Creo que no resulta difícil vincular al uso de la mascarilla la idea implícita del peligro del que defiende. Del modo de protegerse con mascarilla en España se deduce un mal genérico (lo que justifica el uso en todas las situaciones), un mal absoluto (incluso en la soledad el campo existe una amenaza) y un mal de ubicación desconocida (como si fluyera con el aire). Por el contrario, de este hábito mismo de uso se puede deducir que el mal desaparece en situaciones concretas (en terrazas, en bares) y ante personas conocidas (frente a los que las personas no tienen miedo de relajar el uso). Es decir, el uso de las mascarillas parece antes una protección social que sanitaria.
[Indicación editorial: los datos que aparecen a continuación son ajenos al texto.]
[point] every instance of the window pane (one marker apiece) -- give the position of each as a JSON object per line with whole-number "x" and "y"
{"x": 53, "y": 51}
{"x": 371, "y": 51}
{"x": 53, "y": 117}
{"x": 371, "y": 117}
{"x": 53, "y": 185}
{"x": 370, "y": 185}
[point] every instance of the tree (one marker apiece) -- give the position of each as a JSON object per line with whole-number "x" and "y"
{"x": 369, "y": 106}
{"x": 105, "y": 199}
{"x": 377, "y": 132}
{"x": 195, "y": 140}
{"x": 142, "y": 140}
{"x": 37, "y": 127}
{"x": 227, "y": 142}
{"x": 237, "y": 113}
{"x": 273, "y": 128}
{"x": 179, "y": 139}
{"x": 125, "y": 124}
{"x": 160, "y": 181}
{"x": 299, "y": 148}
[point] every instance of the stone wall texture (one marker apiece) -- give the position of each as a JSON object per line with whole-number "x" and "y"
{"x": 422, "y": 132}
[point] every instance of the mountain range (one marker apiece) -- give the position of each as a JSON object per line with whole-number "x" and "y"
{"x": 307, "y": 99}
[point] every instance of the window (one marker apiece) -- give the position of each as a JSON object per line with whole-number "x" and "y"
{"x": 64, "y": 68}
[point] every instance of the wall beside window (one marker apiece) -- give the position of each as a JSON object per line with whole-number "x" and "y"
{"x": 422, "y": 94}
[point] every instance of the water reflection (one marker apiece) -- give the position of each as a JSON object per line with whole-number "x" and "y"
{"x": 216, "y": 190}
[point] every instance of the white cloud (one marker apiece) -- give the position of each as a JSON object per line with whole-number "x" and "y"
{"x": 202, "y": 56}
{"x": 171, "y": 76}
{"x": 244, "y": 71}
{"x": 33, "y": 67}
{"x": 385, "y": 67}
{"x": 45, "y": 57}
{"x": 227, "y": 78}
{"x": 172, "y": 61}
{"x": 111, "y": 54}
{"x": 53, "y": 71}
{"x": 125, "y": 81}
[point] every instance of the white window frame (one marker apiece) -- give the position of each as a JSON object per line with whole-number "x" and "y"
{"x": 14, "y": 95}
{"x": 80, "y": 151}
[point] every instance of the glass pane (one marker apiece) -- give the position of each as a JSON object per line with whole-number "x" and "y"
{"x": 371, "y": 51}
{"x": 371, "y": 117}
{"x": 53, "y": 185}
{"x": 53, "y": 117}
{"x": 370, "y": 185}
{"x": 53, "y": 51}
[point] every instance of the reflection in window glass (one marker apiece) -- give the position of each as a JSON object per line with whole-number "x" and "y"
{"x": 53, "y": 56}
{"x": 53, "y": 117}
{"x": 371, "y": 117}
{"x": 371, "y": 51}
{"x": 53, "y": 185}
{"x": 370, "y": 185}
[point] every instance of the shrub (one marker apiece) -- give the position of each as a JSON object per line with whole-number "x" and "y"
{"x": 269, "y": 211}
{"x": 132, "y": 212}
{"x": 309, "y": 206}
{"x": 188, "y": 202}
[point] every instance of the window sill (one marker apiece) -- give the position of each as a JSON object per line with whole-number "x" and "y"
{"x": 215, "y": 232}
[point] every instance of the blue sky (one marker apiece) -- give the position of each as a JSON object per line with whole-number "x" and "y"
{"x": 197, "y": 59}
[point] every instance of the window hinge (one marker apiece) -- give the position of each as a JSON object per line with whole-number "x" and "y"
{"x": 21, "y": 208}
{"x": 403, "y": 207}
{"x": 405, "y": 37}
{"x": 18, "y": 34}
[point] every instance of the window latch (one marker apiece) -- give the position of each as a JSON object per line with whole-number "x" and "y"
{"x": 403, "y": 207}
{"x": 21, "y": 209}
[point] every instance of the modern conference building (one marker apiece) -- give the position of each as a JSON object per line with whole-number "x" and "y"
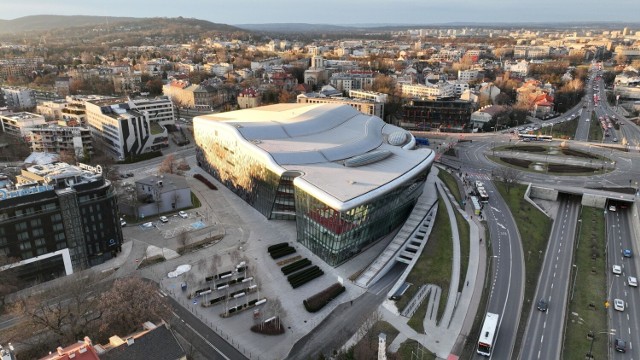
{"x": 346, "y": 178}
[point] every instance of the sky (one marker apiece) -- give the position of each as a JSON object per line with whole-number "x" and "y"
{"x": 339, "y": 12}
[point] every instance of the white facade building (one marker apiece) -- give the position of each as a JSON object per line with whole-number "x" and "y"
{"x": 123, "y": 129}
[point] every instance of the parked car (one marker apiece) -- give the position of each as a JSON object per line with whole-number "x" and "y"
{"x": 617, "y": 269}
{"x": 542, "y": 305}
{"x": 618, "y": 304}
{"x": 620, "y": 345}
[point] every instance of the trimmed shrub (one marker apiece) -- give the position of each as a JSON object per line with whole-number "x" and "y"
{"x": 273, "y": 327}
{"x": 275, "y": 247}
{"x": 319, "y": 300}
{"x": 205, "y": 181}
{"x": 283, "y": 252}
{"x": 300, "y": 264}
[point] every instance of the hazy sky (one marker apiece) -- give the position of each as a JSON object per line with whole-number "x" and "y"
{"x": 339, "y": 11}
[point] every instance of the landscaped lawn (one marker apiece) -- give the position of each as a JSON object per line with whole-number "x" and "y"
{"x": 534, "y": 228}
{"x": 590, "y": 288}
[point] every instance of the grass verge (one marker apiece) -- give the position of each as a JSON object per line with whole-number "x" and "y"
{"x": 367, "y": 347}
{"x": 411, "y": 349}
{"x": 451, "y": 183}
{"x": 465, "y": 244}
{"x": 534, "y": 228}
{"x": 433, "y": 267}
{"x": 590, "y": 288}
{"x": 565, "y": 130}
{"x": 469, "y": 349}
{"x": 595, "y": 131}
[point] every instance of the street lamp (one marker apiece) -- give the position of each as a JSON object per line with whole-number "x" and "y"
{"x": 593, "y": 337}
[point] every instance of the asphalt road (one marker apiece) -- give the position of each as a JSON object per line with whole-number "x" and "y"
{"x": 544, "y": 333}
{"x": 626, "y": 323}
{"x": 507, "y": 273}
{"x": 203, "y": 339}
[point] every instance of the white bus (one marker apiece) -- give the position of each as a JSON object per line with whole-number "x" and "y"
{"x": 488, "y": 334}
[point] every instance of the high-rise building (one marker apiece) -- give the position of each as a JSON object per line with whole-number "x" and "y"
{"x": 124, "y": 129}
{"x": 346, "y": 178}
{"x": 58, "y": 219}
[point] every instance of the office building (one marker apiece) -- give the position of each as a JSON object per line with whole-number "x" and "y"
{"x": 58, "y": 219}
{"x": 123, "y": 129}
{"x": 346, "y": 178}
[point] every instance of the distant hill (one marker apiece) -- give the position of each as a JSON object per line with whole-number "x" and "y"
{"x": 295, "y": 27}
{"x": 41, "y": 23}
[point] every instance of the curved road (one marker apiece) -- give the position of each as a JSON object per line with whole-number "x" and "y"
{"x": 544, "y": 332}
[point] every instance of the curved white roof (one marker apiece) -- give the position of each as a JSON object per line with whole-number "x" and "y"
{"x": 317, "y": 139}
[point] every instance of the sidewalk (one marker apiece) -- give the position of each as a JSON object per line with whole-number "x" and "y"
{"x": 449, "y": 336}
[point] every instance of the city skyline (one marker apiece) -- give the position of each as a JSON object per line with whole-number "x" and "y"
{"x": 341, "y": 13}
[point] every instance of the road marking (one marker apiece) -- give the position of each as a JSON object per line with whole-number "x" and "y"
{"x": 206, "y": 341}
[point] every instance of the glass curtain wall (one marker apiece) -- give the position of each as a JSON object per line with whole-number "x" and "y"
{"x": 337, "y": 236}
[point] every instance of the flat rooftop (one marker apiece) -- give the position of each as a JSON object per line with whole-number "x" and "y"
{"x": 345, "y": 156}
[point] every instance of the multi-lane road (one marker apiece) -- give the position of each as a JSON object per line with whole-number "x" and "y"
{"x": 543, "y": 336}
{"x": 627, "y": 322}
{"x": 506, "y": 286}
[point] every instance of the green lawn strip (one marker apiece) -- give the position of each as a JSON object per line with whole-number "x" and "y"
{"x": 534, "y": 228}
{"x": 433, "y": 265}
{"x": 590, "y": 288}
{"x": 369, "y": 342}
{"x": 471, "y": 342}
{"x": 451, "y": 183}
{"x": 565, "y": 130}
{"x": 595, "y": 130}
{"x": 411, "y": 349}
{"x": 436, "y": 267}
{"x": 465, "y": 243}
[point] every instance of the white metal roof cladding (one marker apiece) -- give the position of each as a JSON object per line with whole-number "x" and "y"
{"x": 316, "y": 139}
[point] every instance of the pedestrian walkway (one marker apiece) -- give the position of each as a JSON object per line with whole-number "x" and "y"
{"x": 447, "y": 336}
{"x": 419, "y": 217}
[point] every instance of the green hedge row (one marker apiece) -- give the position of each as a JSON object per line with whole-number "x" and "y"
{"x": 298, "y": 265}
{"x": 302, "y": 277}
{"x": 275, "y": 247}
{"x": 282, "y": 252}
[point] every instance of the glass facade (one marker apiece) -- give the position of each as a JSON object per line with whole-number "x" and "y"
{"x": 335, "y": 236}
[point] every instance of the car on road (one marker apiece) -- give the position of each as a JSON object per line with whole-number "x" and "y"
{"x": 617, "y": 269}
{"x": 620, "y": 345}
{"x": 542, "y": 305}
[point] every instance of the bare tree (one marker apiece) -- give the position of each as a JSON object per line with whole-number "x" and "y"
{"x": 183, "y": 237}
{"x": 129, "y": 303}
{"x": 168, "y": 165}
{"x": 67, "y": 311}
{"x": 508, "y": 176}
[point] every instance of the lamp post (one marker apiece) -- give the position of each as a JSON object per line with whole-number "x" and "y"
{"x": 579, "y": 230}
{"x": 575, "y": 276}
{"x": 593, "y": 337}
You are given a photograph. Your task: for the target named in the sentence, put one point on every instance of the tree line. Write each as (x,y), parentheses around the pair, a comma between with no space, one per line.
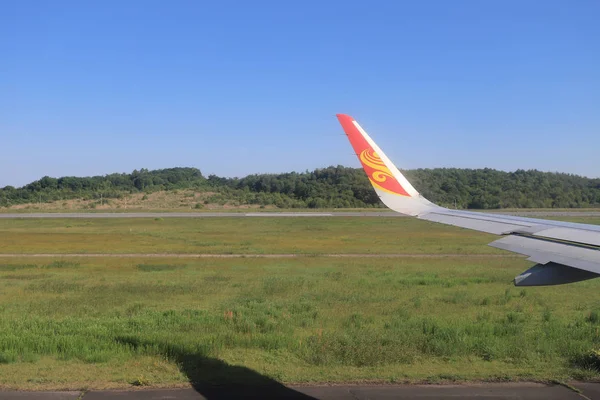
(331,187)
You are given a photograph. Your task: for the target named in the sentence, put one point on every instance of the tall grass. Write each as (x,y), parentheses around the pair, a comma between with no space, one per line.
(310,319)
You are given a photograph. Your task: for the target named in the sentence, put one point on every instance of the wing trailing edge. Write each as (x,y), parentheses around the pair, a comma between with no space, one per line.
(564,252)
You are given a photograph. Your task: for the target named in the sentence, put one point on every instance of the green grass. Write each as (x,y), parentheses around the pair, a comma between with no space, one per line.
(106,322)
(315,235)
(76,323)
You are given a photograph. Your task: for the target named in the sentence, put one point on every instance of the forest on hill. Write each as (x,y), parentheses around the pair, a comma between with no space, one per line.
(331,187)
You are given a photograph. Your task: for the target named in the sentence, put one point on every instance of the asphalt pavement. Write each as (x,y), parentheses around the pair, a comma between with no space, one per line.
(486,391)
(271,214)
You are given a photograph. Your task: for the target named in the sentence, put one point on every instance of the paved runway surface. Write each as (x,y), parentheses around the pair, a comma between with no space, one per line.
(532,214)
(512,391)
(288,255)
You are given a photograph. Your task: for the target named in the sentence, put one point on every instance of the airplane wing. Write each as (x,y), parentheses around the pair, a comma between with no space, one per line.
(564,252)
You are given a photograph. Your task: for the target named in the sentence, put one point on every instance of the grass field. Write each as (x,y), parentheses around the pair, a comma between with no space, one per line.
(121,322)
(248,235)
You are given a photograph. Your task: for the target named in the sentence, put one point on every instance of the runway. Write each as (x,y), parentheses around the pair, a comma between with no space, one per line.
(386,214)
(483,391)
(288,255)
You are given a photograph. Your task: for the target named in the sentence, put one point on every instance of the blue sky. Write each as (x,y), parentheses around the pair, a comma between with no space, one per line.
(237,87)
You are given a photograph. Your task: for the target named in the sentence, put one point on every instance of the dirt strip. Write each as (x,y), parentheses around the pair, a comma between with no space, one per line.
(290,255)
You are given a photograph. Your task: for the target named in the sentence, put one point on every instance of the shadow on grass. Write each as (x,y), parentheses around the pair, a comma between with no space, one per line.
(213,378)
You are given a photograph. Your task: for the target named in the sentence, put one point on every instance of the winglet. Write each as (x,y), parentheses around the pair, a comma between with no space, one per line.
(393,188)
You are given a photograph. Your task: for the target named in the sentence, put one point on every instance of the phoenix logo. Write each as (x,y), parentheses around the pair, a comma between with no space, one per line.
(379,174)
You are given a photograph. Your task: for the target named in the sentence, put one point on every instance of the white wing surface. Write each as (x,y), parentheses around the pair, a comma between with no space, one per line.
(564,252)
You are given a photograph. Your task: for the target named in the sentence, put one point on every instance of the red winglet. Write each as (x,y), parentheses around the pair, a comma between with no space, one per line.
(379,174)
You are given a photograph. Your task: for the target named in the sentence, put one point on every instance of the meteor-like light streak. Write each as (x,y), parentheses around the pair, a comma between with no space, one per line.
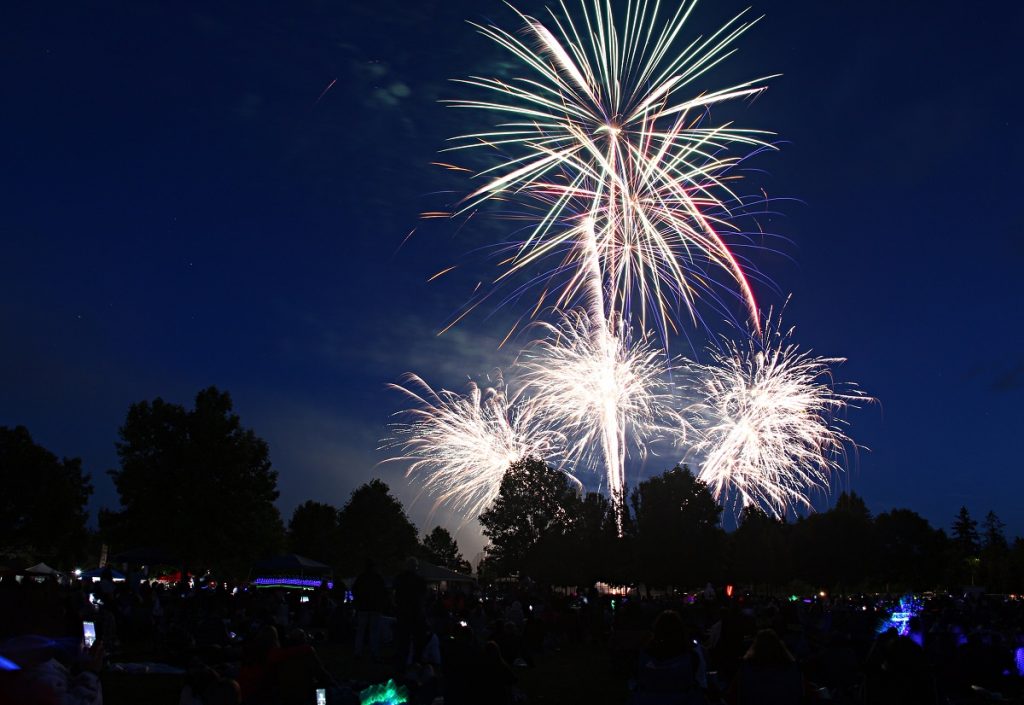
(770,431)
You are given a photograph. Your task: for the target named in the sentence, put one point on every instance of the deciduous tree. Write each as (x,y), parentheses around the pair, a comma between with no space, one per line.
(196,483)
(42,501)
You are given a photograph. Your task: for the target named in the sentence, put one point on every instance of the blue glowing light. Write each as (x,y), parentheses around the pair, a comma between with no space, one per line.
(909,607)
(292,582)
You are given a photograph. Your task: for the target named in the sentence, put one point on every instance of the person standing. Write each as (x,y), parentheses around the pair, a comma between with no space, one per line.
(370,599)
(411,623)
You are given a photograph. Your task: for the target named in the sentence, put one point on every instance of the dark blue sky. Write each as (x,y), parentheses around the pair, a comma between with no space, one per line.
(178,210)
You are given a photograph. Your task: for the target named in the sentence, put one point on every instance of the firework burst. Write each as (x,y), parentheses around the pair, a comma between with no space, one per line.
(770,428)
(607,132)
(600,390)
(461,445)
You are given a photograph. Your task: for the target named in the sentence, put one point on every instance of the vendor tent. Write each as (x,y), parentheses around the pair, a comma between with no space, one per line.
(291,564)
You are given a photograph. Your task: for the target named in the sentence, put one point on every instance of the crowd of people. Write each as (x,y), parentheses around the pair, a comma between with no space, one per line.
(218,644)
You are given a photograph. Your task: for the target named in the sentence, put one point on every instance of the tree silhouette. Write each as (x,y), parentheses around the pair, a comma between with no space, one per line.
(42,501)
(534,502)
(197,484)
(373,525)
(312,532)
(910,552)
(678,538)
(966,533)
(441,549)
(759,553)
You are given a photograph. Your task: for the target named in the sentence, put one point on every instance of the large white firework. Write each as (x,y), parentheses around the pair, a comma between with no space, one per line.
(461,445)
(604,392)
(771,430)
(605,127)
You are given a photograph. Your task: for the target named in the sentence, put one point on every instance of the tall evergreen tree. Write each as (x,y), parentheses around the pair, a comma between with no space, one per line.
(312,532)
(374,525)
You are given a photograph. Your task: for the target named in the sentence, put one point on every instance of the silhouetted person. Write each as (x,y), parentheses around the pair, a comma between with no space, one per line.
(370,599)
(410,628)
(768,674)
(902,675)
(668,670)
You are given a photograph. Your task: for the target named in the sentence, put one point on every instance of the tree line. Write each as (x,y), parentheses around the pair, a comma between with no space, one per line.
(194,484)
(198,485)
(672,536)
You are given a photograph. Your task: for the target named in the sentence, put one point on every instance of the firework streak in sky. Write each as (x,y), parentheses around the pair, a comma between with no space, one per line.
(605,135)
(463,444)
(603,131)
(771,432)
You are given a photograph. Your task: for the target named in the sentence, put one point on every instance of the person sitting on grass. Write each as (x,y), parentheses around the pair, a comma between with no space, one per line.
(669,666)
En los países donde el uso de la mascarilla no es obligatorio en todas las situaciones, la identificación del mal del que protege se parece más a una amenaza vírica: es un mal concreto (se transmite solo en interacciones) y es un mal que acrecientan las situaciones de riesgo (proximidad, contacto, interior), con indiferencia de si se trata de conocidos o desconocidos.
En el uso obligatorio de la mascarilla en España (España) —como escribía siempre en sus crónicas José-Miguel Ullán— se establece una relación entre inseguridad y ámbito desconocido, y por el contrario, entre seguridad y ámbito conocido, que al cabo resulta contraproducente como protección ante la infección de un virus respiratorio. La obligación a protegerse del desconocido genérico relaja la protección ante el conocido concreto, cuando este factor resulta enteramente baladí. Y, si no, ahí están los datos: un país que se desprotege sobreprotegiéndose.